There’s an interesting criminal law question in a new charge police have added against the driver involved in a horrific London, Ont., crash that claimed the life of a young girl and, days later, that of her newborn sister.
In July, Danah McKinnon-Bozek, who was eight months pregnant, was with her two daughters at a Costco when a car slammed into the storefront and injured all three of them.

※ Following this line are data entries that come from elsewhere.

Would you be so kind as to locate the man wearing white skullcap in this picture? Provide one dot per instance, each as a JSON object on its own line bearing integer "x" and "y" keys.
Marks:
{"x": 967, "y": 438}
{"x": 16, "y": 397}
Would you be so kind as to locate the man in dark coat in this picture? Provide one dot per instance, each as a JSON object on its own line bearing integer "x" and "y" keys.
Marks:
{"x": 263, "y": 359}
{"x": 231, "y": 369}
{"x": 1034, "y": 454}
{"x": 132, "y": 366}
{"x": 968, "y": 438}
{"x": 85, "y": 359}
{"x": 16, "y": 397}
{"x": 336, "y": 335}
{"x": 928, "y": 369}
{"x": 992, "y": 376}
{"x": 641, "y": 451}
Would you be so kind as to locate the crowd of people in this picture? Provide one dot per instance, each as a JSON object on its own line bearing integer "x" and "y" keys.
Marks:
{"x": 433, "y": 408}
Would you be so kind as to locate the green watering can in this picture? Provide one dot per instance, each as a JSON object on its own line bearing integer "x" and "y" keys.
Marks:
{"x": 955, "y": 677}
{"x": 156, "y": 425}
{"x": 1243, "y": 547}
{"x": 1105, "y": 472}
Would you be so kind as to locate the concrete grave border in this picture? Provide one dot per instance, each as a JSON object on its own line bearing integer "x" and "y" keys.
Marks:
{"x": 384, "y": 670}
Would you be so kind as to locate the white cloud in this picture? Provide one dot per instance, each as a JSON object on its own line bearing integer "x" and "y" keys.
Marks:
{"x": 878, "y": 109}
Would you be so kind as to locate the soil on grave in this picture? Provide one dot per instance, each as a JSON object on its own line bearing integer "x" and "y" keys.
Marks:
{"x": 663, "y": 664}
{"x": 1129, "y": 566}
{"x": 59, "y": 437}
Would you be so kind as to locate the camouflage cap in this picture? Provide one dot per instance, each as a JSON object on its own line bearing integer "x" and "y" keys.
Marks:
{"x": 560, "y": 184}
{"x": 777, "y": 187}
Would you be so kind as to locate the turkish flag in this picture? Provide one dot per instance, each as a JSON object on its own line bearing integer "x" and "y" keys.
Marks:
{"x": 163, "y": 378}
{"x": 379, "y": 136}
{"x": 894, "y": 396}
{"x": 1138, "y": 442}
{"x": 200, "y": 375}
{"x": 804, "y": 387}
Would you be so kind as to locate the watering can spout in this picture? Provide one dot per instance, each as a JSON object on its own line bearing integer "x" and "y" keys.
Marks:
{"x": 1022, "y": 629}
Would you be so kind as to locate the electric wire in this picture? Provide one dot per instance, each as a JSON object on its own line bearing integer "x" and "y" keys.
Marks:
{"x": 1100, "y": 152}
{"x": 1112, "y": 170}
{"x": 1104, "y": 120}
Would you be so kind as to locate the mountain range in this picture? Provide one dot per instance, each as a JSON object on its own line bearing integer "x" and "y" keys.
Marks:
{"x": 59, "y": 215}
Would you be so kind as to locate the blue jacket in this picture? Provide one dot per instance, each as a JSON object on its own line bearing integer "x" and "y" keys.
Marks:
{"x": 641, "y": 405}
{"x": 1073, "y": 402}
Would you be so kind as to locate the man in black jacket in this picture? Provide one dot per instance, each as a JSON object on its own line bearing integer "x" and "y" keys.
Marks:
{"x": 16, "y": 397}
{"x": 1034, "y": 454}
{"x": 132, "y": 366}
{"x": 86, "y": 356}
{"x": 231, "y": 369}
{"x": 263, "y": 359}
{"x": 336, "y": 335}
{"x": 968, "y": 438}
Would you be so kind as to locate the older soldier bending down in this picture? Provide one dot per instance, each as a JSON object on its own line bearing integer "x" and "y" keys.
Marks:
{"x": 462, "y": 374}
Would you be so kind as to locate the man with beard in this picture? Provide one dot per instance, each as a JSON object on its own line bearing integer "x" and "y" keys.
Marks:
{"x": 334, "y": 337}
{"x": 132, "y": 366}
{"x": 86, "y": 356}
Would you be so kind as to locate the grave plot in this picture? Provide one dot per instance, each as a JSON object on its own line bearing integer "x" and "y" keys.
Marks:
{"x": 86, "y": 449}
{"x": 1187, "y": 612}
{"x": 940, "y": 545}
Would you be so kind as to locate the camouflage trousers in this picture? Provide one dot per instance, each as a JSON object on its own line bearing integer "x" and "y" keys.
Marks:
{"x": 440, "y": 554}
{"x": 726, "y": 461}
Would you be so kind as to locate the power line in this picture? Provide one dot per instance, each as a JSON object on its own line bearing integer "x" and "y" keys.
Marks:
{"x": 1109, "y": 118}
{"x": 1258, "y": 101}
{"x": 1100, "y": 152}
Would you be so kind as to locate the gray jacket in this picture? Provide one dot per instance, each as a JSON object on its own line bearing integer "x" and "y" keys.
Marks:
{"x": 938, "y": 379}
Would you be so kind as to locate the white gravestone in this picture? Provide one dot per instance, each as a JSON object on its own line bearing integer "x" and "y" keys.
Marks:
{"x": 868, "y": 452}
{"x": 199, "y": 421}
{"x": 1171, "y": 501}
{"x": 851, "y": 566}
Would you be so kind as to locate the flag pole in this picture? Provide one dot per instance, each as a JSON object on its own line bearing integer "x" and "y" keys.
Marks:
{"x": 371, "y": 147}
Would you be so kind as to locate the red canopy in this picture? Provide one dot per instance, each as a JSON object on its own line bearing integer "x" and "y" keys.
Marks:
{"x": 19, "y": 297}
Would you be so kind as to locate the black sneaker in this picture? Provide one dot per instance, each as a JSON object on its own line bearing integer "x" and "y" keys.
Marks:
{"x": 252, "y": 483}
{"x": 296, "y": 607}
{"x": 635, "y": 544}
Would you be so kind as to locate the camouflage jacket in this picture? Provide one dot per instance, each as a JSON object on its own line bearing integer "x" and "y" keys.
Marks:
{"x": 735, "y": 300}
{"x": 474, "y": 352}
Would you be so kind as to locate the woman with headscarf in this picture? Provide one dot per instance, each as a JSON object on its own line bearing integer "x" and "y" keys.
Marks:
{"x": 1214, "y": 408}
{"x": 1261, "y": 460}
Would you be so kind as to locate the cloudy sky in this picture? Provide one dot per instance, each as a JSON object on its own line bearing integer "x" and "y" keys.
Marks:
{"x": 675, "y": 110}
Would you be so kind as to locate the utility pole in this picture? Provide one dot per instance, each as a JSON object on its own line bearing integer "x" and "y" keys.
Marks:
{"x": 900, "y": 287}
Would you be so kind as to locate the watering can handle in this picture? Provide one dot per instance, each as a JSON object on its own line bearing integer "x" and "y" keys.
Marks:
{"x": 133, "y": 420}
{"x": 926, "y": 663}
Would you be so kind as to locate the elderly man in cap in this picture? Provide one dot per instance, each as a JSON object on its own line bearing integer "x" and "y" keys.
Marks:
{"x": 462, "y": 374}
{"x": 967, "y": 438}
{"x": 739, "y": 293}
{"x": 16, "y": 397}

One of McKinnon-Bozek’s daughters died of her injuries and after she gave birth through an emergency C-section, the infant, too, passed away days later.
Police have charged the driver on two counts of criminal negligence causing death, but the charge related to the infant raises the question of whether police can lay a charge over the death of someone who wasn’t, for the purposes of the Criminal Code, a person at the time of the incident.
The Crown will likely evoke a little-known subsection in the Criminal Code that deals with cases like this.
Subsection 2 of s. 223 of the Criminal Code reads: “A person commits homicide when he causes injury to a child before or during its birth as a result of which the child dies after becoming a human being.”
It’s an extremely time-sensitive and medically dependent section one lawyer calls a “glitch” in the system.
“It highlights a very strange glitch in our criminal law, which is if the child dies before being born, you can’t be charged with the death of a person,” says Howard Rubel of Toronto law firm Heller Rubel.
“I call it a glitch because at some point, it becomes very, very short term temporally as to whether the same action can lead to a homicide-type charge or no charge at all,” he adds. “It’s rather strange that so much legal consequence can be determined just by a fleeting few minutes on whether a child survives birth or not.”
Several Supreme Court of Canada decisions —
R. v. Morgentaler,
Borowski v. Canada (Attorney General), and
Tremblay v. Daigle — have established that a fetus has no legal status as a person in Canada. The decisions have arisen in relation to claims for the right to life and security of fetuses. The Criminal Code is in fact very specific about when it considers a baby to have been born alive.
Section 223 states: “A child becomes a human being within the meaning of this act when it has completely proceeded, in a living state, from the body of its mother, whether or not (a) it has breathed; (b) it has an independent circulation; or (c) the navel string is severed.”
The issue raised by the Costco case is a different one as the infant was born and died days after the collision. But lawyer Lorne Sabsay says the Crown will likely have to prove the baby was injured
in vitro during the collision.
“If it was the fact that the mother was injured and as a result of the injuries to the mother she couldn’t sustain the life of her unborn child, then I think it’s arguable that the subsection does not apply,” he says.
“If, however, the Crown can show that there were injuries to the actual child itself, which was born alive and subsequently succumbed to those injuries, I think by virtue of s. 223, subsection 2 . . . that they could be successful.”
Criminal lawyer Gary Grill also believes the charge in relation to the infant could have merit.
“I think the point was the fetus was still alive in vitro but then after the C-section it died. If they can establish a causation from the earlier point to that death, then the charge might be sustainable,” says Grill, a certified specialist in criminal law.
“If they can say at the time the person became [a person], so to speak, and on the day of their birth they died as a result of an action even prior to their existence, then perhaps that person is culpable in their death,” he adds.